Modernity and religion in Ghana

The paper will focus on the popularity of the pentecostal-charismatic movement in Ghana which manifests itself markedly in the public sphere through its use and command of modern mass media, thereby constituting an important part of civil society. Far from being confined to the realm of mere culture, pentecostals actively engage in political debate and force politicians to speak their language. As a result, it appears to be impossible to disentangle religion and politics. It will be argued that the difficulty of the Ghanaian postcolonial state to achieve legitimacy and bind its citizens and the easy accessibility of mass media make it possible for pentecostalists to imagine powerful alternative communities which cannot be fully controlled by the state. The paper will reflect on these processes in the light of secularization theory. Challenging the assumption that there is an intrinsic relation between modernization and a declining public impact of religion, the paper will argue that the relationship between religion and modernity is far more complicated and make a strong plea for detailed historical-ethnographic investigation. Only on this base will it be possible to determine the future location and role of religion in Ghana.

WILL MYER

Chingiz Aitmatov: A Soviet prophet

'Prophesy' as understood in the Hebrew Scriptures relates to revealing the true nature of Society rather than to foretelling the future. This paper looks at two works by Lenin Prize-winning Kyrgyz author Chingiz Aitmatov, The Place of the Skull and One Day is Longer than a Century, to examine how a Soviet author was able to use religious imagery derived both from Christianity and the Kyrgyz tribal tradition to mount a critique of the effect of Soviet materialism on society.

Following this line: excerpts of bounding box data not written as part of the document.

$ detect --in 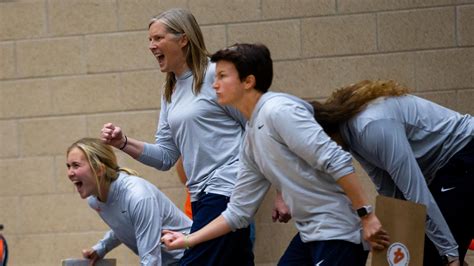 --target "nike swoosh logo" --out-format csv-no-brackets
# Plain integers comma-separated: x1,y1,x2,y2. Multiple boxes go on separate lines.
441,187,456,192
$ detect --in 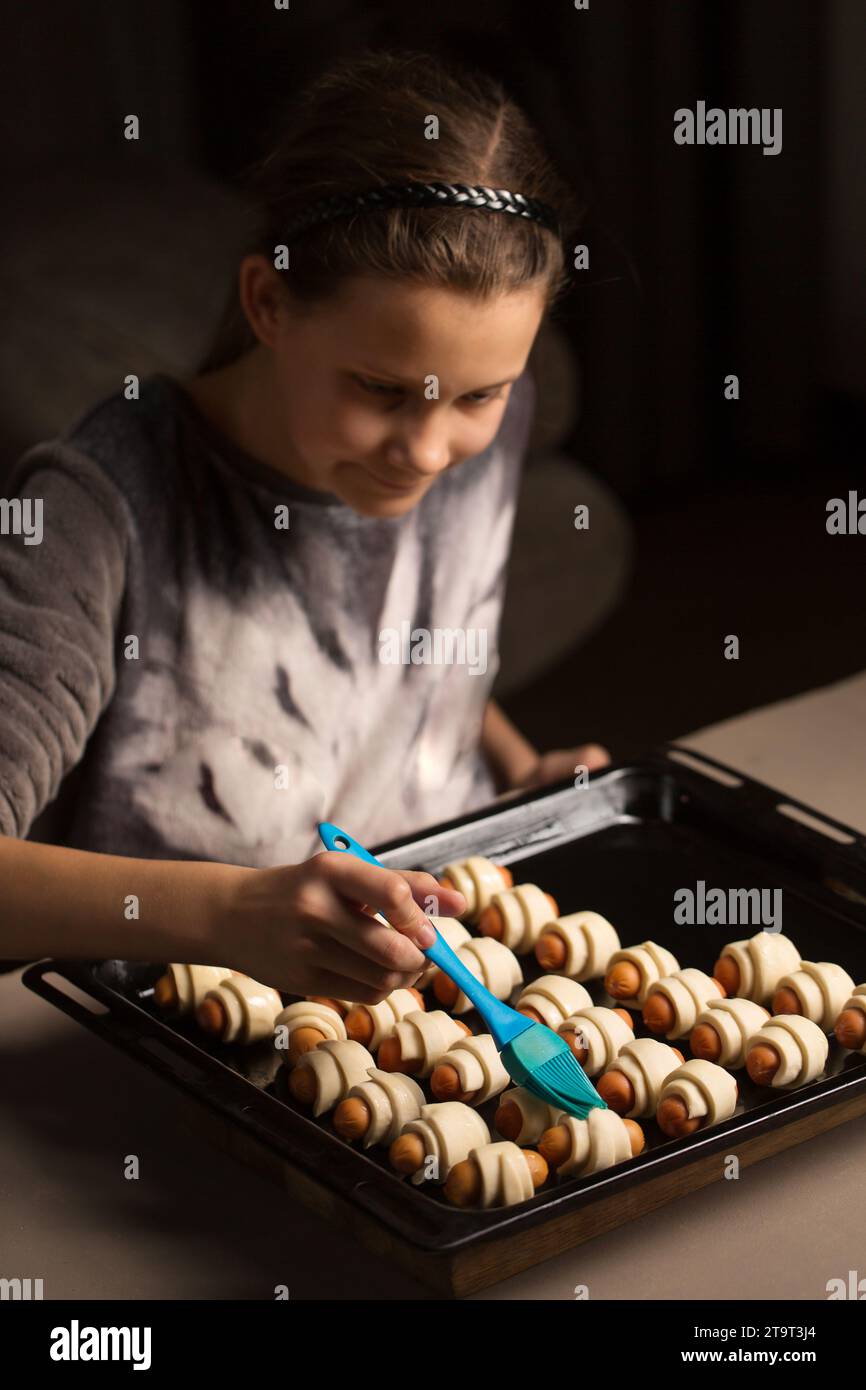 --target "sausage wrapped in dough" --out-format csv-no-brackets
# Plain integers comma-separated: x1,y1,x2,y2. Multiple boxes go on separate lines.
535,912,621,980
514,974,592,1031
745,1013,830,1087
688,999,770,1072
389,1101,491,1184
557,1004,634,1077
771,960,853,1033
713,931,799,1005
656,1058,737,1138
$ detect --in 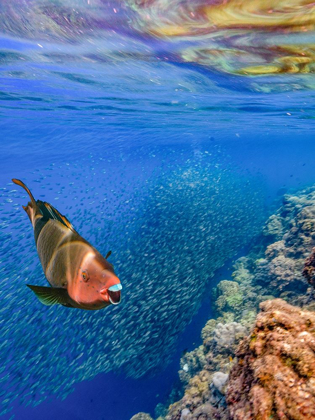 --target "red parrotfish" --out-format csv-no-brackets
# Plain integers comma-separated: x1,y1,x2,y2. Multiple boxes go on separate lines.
12,179,122,310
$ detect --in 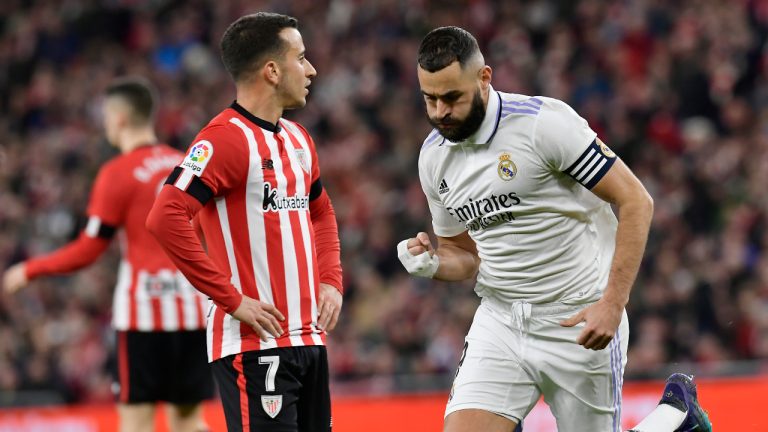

That the use of such imagery was possible in an avowedly anti-religious society tells us much about the power of religious discourse and its ability to survive as a meaningful mode of expression in a secular society. That Aitmatov draws on Christianity and the tribal tradition rather than the nominal religion of the Kyrgyz, Islam, also provides a pointer to the future religious development of Kyrgyzstan, suggesting that the possibility for the growth of 'Islamic fundamentalism' here and among other 'tribal' ex-Soviet Asian peoples (Kazakhs, Turkmen, Karakalpaks) is limited in the foreseeable future.